How wonderful would it be to design a new product or process flawlessly and on time? But apparently we live in a different reality. One where problems and drawbacks always arise to prevent us hitting our deadlines within budget. Problems such as unexpected issues in the design or the inability to scale up to mass production due to quality issues in production.
This article demonstrates the power of statistical structuring in the context of such problems. The main focus is on discovering the root cause. Once this has been identified, solving the problem is generally straightforward.
A very natural way to deal with a problem is to quickly form an hypothesis for the root cause and then take action based on that hypothesis.But what if our hypothesis is wrong? Do we formulate another hypothesis and start the process all over again?
Beyond the quick-fix
This natural problem-solving strategy is often also applied in product development. Problems can vary from performance issues, to low yield rates, to other completely unexpected phenomena. With the best of intentions, one or multiple quick-fixes are considered and applied. But then reality strikes: the issue cannot be solved easily. What now?
Good practice is to prevent problems as early as possible in the development process. DfSS is a well-developed methodology that puts the focus on the early detection of problems, when constrictions and the cost of making changes are both still relatively low. At the very least, the most significant risks need to be identified and actions taken to mitigate them. Nonetheless, whatever we do we can’t prevent every problem from occurring. So we need to have good strategies for dealing with them when they do inevitably arise.
Resisting the pressure
Nearly all problems in development can be considered from the same viewpoint. We need to discover and understand in sufficient detail what precisely the problem is — discover its root cause. Once the root cause has been identified, the actual solution to a problem can often be a relatively straightforward part of the problem-solving process.

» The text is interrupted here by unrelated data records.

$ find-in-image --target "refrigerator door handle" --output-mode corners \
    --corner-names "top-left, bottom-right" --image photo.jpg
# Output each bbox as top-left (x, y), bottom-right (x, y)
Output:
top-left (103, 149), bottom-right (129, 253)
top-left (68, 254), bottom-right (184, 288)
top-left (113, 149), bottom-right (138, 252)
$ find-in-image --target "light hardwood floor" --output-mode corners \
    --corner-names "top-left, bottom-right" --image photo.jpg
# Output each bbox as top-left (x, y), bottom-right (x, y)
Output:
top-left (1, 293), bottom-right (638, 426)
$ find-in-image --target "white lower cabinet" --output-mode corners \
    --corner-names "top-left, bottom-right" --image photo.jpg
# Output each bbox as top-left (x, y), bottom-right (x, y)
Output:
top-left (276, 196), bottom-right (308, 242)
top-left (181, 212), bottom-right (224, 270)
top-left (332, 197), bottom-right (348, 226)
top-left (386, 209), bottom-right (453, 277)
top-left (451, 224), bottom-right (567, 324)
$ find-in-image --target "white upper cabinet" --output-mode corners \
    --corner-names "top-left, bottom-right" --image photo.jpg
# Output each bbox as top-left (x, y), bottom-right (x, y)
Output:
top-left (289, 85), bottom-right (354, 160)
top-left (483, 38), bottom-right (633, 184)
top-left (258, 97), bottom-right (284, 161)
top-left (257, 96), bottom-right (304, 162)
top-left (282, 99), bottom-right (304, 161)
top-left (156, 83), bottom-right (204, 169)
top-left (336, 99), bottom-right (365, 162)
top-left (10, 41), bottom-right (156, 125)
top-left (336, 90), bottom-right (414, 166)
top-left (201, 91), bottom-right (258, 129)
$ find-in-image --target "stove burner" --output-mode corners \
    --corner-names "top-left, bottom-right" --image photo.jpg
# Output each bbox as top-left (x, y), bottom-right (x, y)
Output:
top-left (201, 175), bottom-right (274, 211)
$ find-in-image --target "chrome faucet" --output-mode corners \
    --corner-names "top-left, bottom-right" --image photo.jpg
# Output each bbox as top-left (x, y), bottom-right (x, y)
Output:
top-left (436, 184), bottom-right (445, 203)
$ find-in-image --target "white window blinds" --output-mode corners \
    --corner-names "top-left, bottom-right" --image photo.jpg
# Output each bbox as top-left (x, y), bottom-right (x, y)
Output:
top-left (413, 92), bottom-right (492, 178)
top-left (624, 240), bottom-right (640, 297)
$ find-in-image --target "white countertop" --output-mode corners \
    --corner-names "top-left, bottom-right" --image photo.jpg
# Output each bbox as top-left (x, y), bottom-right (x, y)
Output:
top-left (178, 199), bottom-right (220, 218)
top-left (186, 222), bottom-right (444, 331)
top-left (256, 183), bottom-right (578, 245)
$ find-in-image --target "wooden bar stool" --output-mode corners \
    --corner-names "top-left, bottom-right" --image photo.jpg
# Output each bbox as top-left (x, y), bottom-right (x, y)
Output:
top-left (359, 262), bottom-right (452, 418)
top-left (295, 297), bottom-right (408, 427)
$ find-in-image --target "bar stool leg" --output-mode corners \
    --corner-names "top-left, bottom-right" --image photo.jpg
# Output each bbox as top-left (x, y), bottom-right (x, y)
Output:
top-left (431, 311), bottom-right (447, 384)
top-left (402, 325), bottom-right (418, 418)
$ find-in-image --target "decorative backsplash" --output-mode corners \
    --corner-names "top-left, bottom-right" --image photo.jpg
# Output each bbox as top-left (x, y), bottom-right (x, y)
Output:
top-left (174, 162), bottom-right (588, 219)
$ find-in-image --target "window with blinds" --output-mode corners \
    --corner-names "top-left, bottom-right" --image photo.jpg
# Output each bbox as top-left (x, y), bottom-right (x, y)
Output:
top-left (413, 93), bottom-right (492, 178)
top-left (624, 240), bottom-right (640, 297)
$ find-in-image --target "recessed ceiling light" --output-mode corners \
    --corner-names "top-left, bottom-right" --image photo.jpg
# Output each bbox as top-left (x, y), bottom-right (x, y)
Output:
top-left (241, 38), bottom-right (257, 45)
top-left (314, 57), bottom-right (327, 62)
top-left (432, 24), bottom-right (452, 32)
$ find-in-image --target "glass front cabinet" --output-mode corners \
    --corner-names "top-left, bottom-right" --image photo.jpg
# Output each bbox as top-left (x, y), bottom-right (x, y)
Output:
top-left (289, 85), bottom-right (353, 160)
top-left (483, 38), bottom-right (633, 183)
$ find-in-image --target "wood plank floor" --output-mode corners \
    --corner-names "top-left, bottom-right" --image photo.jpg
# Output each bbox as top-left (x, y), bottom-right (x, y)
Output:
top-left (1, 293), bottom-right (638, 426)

Seen from this perspective, solving a problem can almost seem easy. But there are other factors at play: the ever-increasing development speed; the panic amongst key stakeholders; the pressure to pass milestones. It takes a strong character to defend a statistical structuring approach against the demand to jump to conclusions.
So what does a statistical structuring approach look like?
First and foremost, think before taking any action. Intuitively, we are considering all sorts of possible causes. Some high level, others very detailed. What’s missing is the link and the hierarchy between those various potential causes. The goal of statistical structuring is to create an explicit model on paper that captures the thoughts of people.
Creating such an explicit model is no trivial task. An infinite number can be created, only some of which are useful. The very process of creating an explicit model already leads to a deeper insight into the issue and is therefore valuable in itself. Moreover, when every element at the highest level of the model can be quantified, and has the potential to be influenced, the model is very strong and the perfect starting point for quickly pin-pointing the root cause of a problem.
One problem that often occurs during scale-up is too much variation on critical-to-quality parameters. The natural approach would be to assume that one specific aspect is causing the high variation. So this aspect is measured and variation duly discovered. The product design is then modified to be more robust in respect of this specific aspect. New products are made, tests done, an analysis executed. Then reality strikes again: the problem is still there, and apparently the specific aspect, now dealt with, was not the main cause after all. So only one minor aspect of the variation in the critical-to-quality parameters has been addressed.
The statistical structuring approach in this example has a generic structure that is more widely applicable. Unfortunately, for other types of problems such a generic structure does not usually exist.
At the highest level, it is important to distinguish different types of sources of spread. When sufficient data is available this step can be taken quickly. Otherwise data has to be gathered to determine the correct focus area.
Suppose that in this case 80% of the problem is caused by a difference between production lines. We then go a level deeper in the tree.
For this next level in the tree, we can check how the different branches scored for the previous tests. This gives some insight into where the problem might lie. This is a good moment to set up a smart test: a test designed to rule out different branches with the aim of going another level deeper.
In many cases, the third level in the tree will lead to a test that can pinpoint the root cause sufficiently accurately. Once identified, the product and/or process can be modified to solve the scale-up issue. And your problem is solved. Really solved.